According to him, post the Partition, it would have been “more honest” to openly admit that India’s steering wheel was in the hands of Hindus. “After 800 years of Muslim rule, 200 years of British rule, we should have said that it’s time that Hindus ruled India,” said Naqvi. Muslims would have found place in the army, police and the civil services so they could have been part of the decision-making, he said.
“Instead, the whole mumbo-jumbo of secularism confused matters.
If India was truly secular, today, two young men would not be forcibly fed gaumutra (cow urine), Mohammad Ikhlaqe would not be killed over beef,” he added.

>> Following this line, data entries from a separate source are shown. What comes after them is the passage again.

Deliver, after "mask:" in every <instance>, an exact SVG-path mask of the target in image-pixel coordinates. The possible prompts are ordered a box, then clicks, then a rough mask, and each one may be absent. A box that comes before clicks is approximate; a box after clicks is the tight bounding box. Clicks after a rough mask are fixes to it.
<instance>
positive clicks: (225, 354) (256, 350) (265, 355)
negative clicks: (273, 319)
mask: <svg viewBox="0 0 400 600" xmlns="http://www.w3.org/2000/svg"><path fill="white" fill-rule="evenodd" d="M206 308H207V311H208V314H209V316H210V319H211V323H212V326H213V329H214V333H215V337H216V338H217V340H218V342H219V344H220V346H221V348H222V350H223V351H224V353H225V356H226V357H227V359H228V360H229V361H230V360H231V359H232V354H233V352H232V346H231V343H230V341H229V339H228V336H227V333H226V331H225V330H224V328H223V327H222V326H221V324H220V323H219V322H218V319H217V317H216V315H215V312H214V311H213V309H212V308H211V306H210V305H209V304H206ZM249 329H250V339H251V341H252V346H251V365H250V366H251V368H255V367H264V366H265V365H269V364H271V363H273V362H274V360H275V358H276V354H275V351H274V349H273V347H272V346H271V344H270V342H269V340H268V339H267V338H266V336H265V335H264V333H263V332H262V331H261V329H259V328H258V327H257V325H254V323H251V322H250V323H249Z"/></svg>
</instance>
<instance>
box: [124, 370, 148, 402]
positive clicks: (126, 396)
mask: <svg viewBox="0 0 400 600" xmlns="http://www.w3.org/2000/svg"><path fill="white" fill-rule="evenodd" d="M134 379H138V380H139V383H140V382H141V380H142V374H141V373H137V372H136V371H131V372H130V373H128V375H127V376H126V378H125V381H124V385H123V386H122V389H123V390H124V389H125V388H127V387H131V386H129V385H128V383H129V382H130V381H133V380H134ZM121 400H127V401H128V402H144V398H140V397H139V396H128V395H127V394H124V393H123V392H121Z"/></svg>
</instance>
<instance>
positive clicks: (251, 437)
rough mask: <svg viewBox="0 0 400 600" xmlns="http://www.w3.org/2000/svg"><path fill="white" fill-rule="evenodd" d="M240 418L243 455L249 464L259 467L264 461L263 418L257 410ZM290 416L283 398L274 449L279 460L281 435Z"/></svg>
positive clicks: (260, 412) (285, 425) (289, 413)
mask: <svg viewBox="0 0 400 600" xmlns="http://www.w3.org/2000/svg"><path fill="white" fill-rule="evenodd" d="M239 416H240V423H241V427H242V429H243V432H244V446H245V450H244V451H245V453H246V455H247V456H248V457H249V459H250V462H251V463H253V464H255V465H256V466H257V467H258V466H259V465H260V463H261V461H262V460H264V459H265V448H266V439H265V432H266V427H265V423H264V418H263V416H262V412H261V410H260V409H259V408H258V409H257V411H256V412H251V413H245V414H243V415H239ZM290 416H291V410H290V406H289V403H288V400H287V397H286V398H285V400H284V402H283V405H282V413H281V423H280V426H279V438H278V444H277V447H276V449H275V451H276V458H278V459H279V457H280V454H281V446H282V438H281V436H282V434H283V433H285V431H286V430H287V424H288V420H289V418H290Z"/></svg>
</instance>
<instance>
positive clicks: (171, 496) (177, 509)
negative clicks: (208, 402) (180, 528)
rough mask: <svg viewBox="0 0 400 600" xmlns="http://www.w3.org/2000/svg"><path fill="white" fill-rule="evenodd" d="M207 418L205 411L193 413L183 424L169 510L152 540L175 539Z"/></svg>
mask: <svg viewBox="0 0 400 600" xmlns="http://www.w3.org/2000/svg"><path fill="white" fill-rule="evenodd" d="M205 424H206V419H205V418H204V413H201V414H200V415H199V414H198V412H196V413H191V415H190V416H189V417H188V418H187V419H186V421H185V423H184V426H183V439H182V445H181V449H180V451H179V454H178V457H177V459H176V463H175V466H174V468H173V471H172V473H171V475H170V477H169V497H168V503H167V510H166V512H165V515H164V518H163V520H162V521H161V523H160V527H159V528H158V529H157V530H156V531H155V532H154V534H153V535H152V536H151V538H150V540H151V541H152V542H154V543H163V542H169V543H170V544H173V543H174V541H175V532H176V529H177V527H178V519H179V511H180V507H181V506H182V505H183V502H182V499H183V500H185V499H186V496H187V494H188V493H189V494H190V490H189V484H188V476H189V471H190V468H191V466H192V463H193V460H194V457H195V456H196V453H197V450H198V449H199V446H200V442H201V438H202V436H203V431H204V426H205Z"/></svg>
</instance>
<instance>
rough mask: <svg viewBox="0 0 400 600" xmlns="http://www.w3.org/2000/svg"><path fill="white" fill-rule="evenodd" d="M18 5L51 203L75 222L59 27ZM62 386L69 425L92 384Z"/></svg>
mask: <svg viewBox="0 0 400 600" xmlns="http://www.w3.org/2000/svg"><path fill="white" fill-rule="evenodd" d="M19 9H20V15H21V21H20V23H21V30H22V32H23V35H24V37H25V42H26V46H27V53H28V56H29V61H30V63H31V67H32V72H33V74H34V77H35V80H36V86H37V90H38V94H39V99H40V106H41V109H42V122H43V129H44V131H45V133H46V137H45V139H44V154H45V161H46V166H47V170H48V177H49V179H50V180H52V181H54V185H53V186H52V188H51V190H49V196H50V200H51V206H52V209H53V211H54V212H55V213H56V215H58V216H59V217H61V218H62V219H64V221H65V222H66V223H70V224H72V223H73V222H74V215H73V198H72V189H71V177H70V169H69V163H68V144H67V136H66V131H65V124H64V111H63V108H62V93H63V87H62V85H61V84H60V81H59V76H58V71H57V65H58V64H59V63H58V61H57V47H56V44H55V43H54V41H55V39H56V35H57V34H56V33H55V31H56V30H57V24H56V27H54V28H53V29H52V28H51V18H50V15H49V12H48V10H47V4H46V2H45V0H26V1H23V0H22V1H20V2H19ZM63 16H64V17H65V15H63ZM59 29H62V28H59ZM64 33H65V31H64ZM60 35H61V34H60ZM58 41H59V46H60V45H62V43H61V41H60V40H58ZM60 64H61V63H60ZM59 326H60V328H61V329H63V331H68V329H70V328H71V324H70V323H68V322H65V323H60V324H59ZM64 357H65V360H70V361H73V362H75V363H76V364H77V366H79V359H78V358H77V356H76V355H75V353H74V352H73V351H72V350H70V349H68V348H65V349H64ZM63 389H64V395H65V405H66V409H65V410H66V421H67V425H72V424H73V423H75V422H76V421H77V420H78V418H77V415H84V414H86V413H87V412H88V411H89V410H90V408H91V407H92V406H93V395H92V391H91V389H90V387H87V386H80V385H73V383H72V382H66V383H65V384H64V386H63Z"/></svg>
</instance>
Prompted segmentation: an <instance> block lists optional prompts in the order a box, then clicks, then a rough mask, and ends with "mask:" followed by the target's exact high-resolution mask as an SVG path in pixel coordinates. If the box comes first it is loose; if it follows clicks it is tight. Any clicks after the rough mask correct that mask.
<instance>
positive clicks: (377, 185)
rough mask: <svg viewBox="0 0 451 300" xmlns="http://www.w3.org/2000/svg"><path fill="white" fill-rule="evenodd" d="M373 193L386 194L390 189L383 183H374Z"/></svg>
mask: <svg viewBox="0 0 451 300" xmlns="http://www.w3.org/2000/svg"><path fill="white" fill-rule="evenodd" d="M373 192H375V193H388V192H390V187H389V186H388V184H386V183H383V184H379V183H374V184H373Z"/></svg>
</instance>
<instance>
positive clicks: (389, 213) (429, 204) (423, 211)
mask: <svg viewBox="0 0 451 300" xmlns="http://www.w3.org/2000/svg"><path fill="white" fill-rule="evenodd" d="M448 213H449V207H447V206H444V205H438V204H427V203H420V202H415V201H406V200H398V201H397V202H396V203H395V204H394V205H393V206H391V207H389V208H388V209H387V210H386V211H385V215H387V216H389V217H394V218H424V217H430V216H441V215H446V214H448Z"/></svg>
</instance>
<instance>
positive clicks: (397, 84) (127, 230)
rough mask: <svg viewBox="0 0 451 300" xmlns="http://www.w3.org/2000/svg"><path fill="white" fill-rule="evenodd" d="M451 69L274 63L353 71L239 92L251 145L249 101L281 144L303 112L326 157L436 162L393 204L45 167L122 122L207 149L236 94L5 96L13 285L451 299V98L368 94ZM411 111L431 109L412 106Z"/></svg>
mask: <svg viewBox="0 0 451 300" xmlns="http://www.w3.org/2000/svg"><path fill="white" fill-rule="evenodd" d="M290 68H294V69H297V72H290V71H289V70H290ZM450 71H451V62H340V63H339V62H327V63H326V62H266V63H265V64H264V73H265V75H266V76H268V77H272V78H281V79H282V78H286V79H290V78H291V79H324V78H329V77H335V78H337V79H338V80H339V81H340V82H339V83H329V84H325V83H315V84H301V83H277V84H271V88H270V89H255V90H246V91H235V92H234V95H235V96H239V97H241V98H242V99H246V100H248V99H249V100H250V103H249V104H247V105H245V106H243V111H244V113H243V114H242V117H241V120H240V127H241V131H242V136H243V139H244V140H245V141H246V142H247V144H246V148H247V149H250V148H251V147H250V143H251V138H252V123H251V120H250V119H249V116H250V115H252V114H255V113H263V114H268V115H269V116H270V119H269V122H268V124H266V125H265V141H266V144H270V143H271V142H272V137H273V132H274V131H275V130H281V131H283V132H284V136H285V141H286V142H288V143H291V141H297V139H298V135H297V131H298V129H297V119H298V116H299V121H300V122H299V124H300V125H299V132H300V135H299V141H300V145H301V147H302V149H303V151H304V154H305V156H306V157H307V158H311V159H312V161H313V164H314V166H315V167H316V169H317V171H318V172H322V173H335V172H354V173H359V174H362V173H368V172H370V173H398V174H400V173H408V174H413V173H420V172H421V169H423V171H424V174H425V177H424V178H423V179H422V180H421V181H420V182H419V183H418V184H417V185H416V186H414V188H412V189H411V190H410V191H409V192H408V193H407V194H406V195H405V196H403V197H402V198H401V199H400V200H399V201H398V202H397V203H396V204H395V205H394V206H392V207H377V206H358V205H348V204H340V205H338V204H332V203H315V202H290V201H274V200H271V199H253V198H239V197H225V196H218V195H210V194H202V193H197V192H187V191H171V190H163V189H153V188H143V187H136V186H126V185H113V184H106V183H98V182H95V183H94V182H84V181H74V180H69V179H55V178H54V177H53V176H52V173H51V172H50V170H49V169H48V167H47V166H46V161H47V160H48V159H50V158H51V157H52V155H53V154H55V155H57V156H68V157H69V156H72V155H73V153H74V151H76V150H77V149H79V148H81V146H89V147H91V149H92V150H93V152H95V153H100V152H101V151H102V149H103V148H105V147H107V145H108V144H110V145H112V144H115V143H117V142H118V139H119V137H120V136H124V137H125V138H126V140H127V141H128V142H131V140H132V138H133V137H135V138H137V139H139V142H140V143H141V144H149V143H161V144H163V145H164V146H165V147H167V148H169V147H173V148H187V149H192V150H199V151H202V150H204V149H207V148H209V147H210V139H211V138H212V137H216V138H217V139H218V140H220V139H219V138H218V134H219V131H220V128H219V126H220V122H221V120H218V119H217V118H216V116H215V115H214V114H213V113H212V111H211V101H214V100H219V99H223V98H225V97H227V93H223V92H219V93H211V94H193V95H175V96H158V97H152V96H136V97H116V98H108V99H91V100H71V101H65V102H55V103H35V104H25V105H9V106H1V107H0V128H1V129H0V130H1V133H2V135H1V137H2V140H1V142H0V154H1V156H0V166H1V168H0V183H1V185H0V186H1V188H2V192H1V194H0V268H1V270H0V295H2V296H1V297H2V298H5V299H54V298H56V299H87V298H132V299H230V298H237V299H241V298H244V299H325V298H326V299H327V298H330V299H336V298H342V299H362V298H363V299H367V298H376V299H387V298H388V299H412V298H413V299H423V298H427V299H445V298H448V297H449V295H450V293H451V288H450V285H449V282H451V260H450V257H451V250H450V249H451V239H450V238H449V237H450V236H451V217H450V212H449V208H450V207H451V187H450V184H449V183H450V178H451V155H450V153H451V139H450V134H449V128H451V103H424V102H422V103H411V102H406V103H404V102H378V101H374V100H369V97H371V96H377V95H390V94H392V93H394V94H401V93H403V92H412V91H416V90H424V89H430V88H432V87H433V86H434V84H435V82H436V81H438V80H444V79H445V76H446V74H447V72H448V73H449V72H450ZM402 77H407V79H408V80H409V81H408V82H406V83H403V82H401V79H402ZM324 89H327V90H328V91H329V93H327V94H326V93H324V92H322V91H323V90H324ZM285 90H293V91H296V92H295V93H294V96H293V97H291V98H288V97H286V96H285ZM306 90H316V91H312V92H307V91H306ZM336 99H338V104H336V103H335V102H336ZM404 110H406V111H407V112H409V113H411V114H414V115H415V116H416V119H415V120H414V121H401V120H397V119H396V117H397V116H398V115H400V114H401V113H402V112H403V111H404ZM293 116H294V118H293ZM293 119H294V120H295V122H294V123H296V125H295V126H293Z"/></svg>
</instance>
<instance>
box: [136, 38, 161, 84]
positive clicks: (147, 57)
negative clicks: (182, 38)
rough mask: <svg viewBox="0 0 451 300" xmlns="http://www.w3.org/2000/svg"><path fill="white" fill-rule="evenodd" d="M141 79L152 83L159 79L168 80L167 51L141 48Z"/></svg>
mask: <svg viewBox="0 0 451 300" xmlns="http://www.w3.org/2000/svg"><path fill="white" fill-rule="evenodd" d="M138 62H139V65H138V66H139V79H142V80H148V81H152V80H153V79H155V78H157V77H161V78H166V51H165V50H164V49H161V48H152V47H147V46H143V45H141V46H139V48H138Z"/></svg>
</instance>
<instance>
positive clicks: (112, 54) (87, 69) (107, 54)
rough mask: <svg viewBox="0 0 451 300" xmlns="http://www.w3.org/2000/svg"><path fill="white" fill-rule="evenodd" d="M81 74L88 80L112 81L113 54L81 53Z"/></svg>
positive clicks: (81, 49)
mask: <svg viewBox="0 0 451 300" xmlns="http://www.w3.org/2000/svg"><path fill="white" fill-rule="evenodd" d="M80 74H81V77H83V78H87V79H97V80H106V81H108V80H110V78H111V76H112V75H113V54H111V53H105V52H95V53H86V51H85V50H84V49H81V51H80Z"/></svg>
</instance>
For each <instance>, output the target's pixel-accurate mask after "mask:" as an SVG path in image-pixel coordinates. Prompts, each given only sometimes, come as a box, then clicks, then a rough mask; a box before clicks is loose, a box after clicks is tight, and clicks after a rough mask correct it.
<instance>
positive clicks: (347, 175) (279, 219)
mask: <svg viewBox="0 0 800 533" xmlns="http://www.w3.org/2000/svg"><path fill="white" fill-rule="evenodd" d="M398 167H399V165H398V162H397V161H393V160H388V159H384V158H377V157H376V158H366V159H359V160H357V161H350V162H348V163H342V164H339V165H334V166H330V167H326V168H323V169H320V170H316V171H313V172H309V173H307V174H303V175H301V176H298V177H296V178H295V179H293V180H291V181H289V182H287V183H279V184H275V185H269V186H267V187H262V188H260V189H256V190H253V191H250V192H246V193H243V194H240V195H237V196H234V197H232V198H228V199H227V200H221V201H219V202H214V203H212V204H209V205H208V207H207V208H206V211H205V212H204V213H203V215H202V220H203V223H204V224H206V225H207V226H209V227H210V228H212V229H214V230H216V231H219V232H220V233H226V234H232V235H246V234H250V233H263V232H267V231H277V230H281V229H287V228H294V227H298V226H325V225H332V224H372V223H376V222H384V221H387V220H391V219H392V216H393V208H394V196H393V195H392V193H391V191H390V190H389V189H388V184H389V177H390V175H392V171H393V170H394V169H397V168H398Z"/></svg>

“We condemn those incidents. But to paint all the secular efforts with the same brush and insist that there was a structural process of Othering, I disagree,” said Varma, who took exception to almost everything Naqvi said.
Shouldn’t liberal Muslims like Naqvi stand up to condemn the conservatives within their community, asked Varma, referring to recent incidents where cricketer Mohammad Shami and Dangal actress Zaira Wasim were trolled?
“Don’t expect me to be a professional Muslim,”retorted Naqvi.
Then why, countered Varma, have you written a book on the angst of Muslims?
It was all too much for a gentleman in the audience who interrupted the session to testily ask when culture would be discussed. But apart from a few valiant attempts by Naqvi to talk about how the Ganga-Jamuna tradition was so deeply and seamlessly rooted in his upbringing, and the poetry and art that emerged from Awadh, in this case, siyasat roundly trumped tehzeeb.